I just made a good spaghetti dinner with it tonight.
one of the feature on the multi cooker is pasta, another for soup and baking and of course rice.
Well I get the Kansas city steakburgers that has cheddar and bacon bits.
I cooked the pasta, used some Classico Tomato & Basil sauce, grilled 1-half pounder steakburger I like using the tasty meat for meat balls, graded fresh parmesan cheese, and sprankle some Red pepper flakes.
I was surprised how it all did the trick!
I was a shopaholic I have cut way down and gave a way a lot of stuff that was just cluttering my life.
The speakers on my computer is as good as Bose wow!
This season's metrosexual?
Uhhh....no thanks. I'm not into sissy boys. I just couldn't picture myself with anybody who was always wanting to borrow my purse and high heels.

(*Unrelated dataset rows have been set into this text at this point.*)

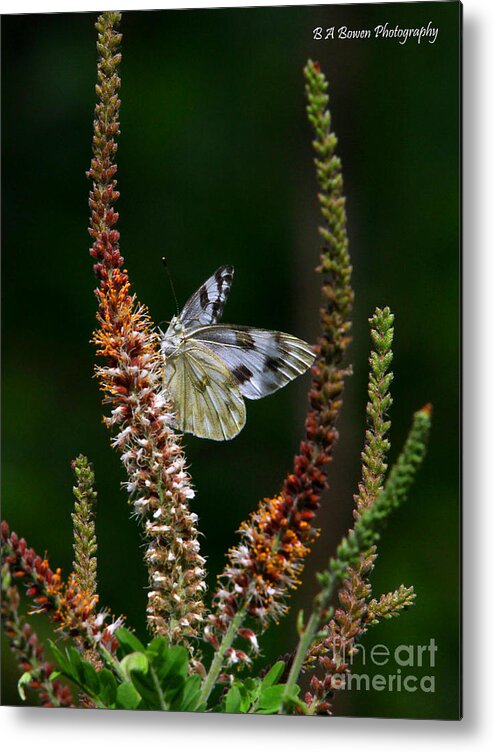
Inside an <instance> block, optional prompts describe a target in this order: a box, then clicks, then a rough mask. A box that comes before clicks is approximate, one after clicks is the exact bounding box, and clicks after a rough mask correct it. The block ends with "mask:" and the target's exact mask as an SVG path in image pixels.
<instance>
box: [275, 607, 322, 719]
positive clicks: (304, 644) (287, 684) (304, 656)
mask: <svg viewBox="0 0 494 752" xmlns="http://www.w3.org/2000/svg"><path fill="white" fill-rule="evenodd" d="M319 621H320V611H319V610H316V609H314V611H313V612H312V614H311V615H310V618H309V621H308V622H307V624H306V626H305V629H304V631H303V633H302V635H301V637H300V640H299V642H298V646H297V652H296V653H295V658H294V659H293V663H292V667H291V669H290V673H289V674H288V679H287V682H286V684H285V691H284V692H283V696H282V698H281V707H280V711H279V712H280V714H282V713H286V712H287V711H286V704H287V702H288V700H289V699H290V697H291V696H292V695H293V693H294V691H295V684H296V683H297V679H298V675H299V674H300V670H301V668H302V664H303V662H304V660H305V656H306V655H307V651H308V650H309V648H310V646H311V644H312V641H313V639H314V636H315V634H316V632H317V630H318V628H319Z"/></svg>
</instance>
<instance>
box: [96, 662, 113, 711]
mask: <svg viewBox="0 0 494 752" xmlns="http://www.w3.org/2000/svg"><path fill="white" fill-rule="evenodd" d="M98 679H99V684H100V687H99V692H98V698H99V699H100V700H101V702H102V703H103V705H105V707H107V708H110V707H113V706H114V704H115V699H116V695H117V681H116V679H115V676H114V674H113V673H112V672H111V671H110V670H109V669H107V668H102V669H101V671H99V672H98Z"/></svg>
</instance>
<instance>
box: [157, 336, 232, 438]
mask: <svg viewBox="0 0 494 752" xmlns="http://www.w3.org/2000/svg"><path fill="white" fill-rule="evenodd" d="M165 384H166V385H167V386H168V388H169V389H170V391H171V393H172V396H173V399H174V405H175V410H176V413H177V419H176V424H177V427H178V429H179V430H180V431H183V432H185V433H192V434H194V436H198V437H199V438H205V439H215V440H216V441H225V440H227V439H232V438H233V437H234V436H236V435H237V434H238V433H239V431H241V430H242V428H243V427H244V424H245V403H244V401H243V398H242V395H241V394H240V389H239V387H238V384H237V382H236V381H235V379H234V378H233V376H232V375H231V373H230V371H229V370H228V368H227V366H226V365H225V364H224V363H223V362H222V361H221V359H220V358H218V357H217V356H216V355H215V354H214V353H213V352H212V351H211V350H210V349H209V348H208V347H206V346H205V345H203V344H201V343H200V342H195V341H194V340H187V341H186V342H185V343H184V345H183V346H182V347H181V348H180V351H179V352H177V354H176V356H174V357H172V358H168V359H167V360H166V361H165Z"/></svg>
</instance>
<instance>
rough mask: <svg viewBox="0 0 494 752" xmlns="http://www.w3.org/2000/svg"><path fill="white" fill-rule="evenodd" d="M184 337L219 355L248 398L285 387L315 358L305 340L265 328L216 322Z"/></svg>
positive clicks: (311, 348)
mask: <svg viewBox="0 0 494 752" xmlns="http://www.w3.org/2000/svg"><path fill="white" fill-rule="evenodd" d="M186 336H187V337H189V336H190V337H193V338H194V341H196V342H201V343H202V344H203V345H205V346H206V347H207V348H209V349H210V350H211V351H212V352H213V353H214V354H215V355H216V356H218V357H219V358H220V359H221V360H222V361H223V363H224V364H225V365H226V366H227V367H228V369H229V371H230V373H231V374H232V376H233V377H234V378H235V381H236V383H237V384H238V386H239V388H240V392H241V393H242V394H243V395H244V397H248V398H249V399H260V398H261V397H265V396H266V395H268V394H272V392H275V391H276V390H277V389H280V388H281V387H283V386H285V385H286V384H288V383H289V382H290V381H292V379H295V378H296V377H297V376H300V375H301V374H302V373H304V372H305V371H306V370H307V369H308V368H309V366H311V365H312V363H313V362H314V358H315V354H314V352H313V350H312V348H311V346H310V345H309V344H307V342H304V341H303V340H301V339H298V337H293V336H292V335H291V334H284V333H283V332H274V331H270V330H268V329H254V328H252V327H247V326H244V327H243V326H230V325H228V324H216V325H212V326H204V327H200V328H198V329H194V330H192V331H191V332H190V334H189V333H187V335H186Z"/></svg>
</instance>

Got any pics of Sam Elliot lying around? ;)
Most European men are wimps in this day an age!
They let the women libs rob them of their manhood!
I agree. I like men to look like men.
I wonder if Cardy carries a purse and wears makeup. :)
Lol! I'm not scared of Cardy. He's as harmless as a poodle with pink ribbons in it's hair. ;)
You see gran - the experts in these things have spoken - we will not have to suffer the expense of buying new cameras.
Which is a good thing -- imagining dropping one with all those mico-mirrors, it would certainly lead to 7 x 7,000 years of bad luck.
Mmmmmmmm ....Perhaps I could give one to Derly?